La gaieté des liqueurs et des vins enlevait les âmes, s’épanouissait sur les faces en rires sonores ; la colonie de la Boule plate sentait tout le plaisir d’être pour quelque chose dans un événement qui resterait mémorable et fameux dans les fastes du vieux café.

La fête, en effet, fut complète : il y eut bal ; jusqu’à l’heure « où le vruuge merkt s’impose », on se marcha sur les pieds et les couples tournèrent, enlacés, malgré les avertissements et les menaces de la patrouille de nuit avec laquelle, sur le trottoir, Alembert Picquet tint de longs palabres, arrosés de vieux système.

Flagothier avait du bonheur plein le cœur ; dès l’entrée, Jane, enfin, avait remarqué son trouble, le désir qui lui sortait des yeux…

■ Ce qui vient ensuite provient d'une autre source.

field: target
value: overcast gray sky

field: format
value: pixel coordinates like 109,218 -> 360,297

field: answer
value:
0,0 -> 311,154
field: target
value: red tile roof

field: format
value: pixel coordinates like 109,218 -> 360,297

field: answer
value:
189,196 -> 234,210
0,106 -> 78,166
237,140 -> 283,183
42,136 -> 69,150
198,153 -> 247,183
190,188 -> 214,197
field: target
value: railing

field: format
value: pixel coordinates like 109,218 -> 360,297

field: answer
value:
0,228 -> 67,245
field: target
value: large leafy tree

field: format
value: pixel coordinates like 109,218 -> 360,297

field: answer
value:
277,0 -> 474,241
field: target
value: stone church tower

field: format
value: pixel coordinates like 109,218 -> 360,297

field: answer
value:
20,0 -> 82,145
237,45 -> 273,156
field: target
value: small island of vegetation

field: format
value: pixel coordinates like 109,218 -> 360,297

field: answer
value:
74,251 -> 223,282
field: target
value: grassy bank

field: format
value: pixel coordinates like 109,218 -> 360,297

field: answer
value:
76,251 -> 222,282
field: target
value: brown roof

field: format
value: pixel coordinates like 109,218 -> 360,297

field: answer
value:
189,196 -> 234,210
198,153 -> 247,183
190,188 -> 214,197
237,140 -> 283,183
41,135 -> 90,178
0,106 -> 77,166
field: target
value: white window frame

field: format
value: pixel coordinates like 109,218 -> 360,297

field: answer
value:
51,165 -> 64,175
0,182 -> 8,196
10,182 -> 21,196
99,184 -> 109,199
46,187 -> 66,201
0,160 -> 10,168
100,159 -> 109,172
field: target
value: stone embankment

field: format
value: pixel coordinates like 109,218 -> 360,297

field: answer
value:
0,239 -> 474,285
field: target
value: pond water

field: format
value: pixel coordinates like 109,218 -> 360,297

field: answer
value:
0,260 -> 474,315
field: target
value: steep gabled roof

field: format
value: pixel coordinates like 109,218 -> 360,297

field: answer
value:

Et tranquillement, systématiquement, savamment, elle s’était mise à « l’allumer », par dilettantisme professionnel, sans but — oh ! que non ! — pour le seul plaisir de s’occuper. À cause de son âme de fille, elle aimait éprouver son prestige sur les hommes, comme on mesure la force de ses muscles en tapant, pour deux sous, sur la tête du nègre mécanique. Cela faisait partie de sa santé, elle « s’entretenait l’œil », disait Charles, qui s’y connaissait et qui, depuis le premier jour, avait situé, catalogué et classifié ce specimen de la galanterie de la petite rampe.

Maintenant, voluptueuse, elle valsait avec Flagothier, lui soufflant dans les moustaches son haleine tiède, laissait filtrer sous ses cils le regard tendre de ses yeux d’aigue-marine, un regard mystérieux de quasi-pâmoison. Ce furent pour lui des minutes inoubliables, dont la griserie le pénétra jusqu’aux moelles.

Mme Fampin surveillait le jeu, sans que Flagothier, à cette heure, s’en doutât. Elle ne s’y était pas trompée un seul instant ; elle entrevit pour Flagothier des déconvenues et des amertumes qui lui vaudraient à elle, des joies sérieuses, vengeresses, bonnes à savourer longuement.

Et tout le plan d’une lettre anonyme s’organisait dans sa jolie tête blonde, tandis que, le petit doigt en aile de pigeon sur sa coupe de Champagne, pour faire valoir le strass de son unique bague, elle trinquait avec Charles et Julien Rousseau.

Charles, un peu étonné, regardait du coin de l’œil Flagothier et souriait pensivement, se reportant à des choses lointaines.

Sans qu’il s’expliquât cette association d’idées, le souvenir du chien agonisant dans de la neige, de la bave et du sang, sur son lit de feuilles pourries, lui revenait, heurtait brusquement la paroi de son cœur, de ce coup qu’il connaissait bien : un petit choc bref, sourd et profond.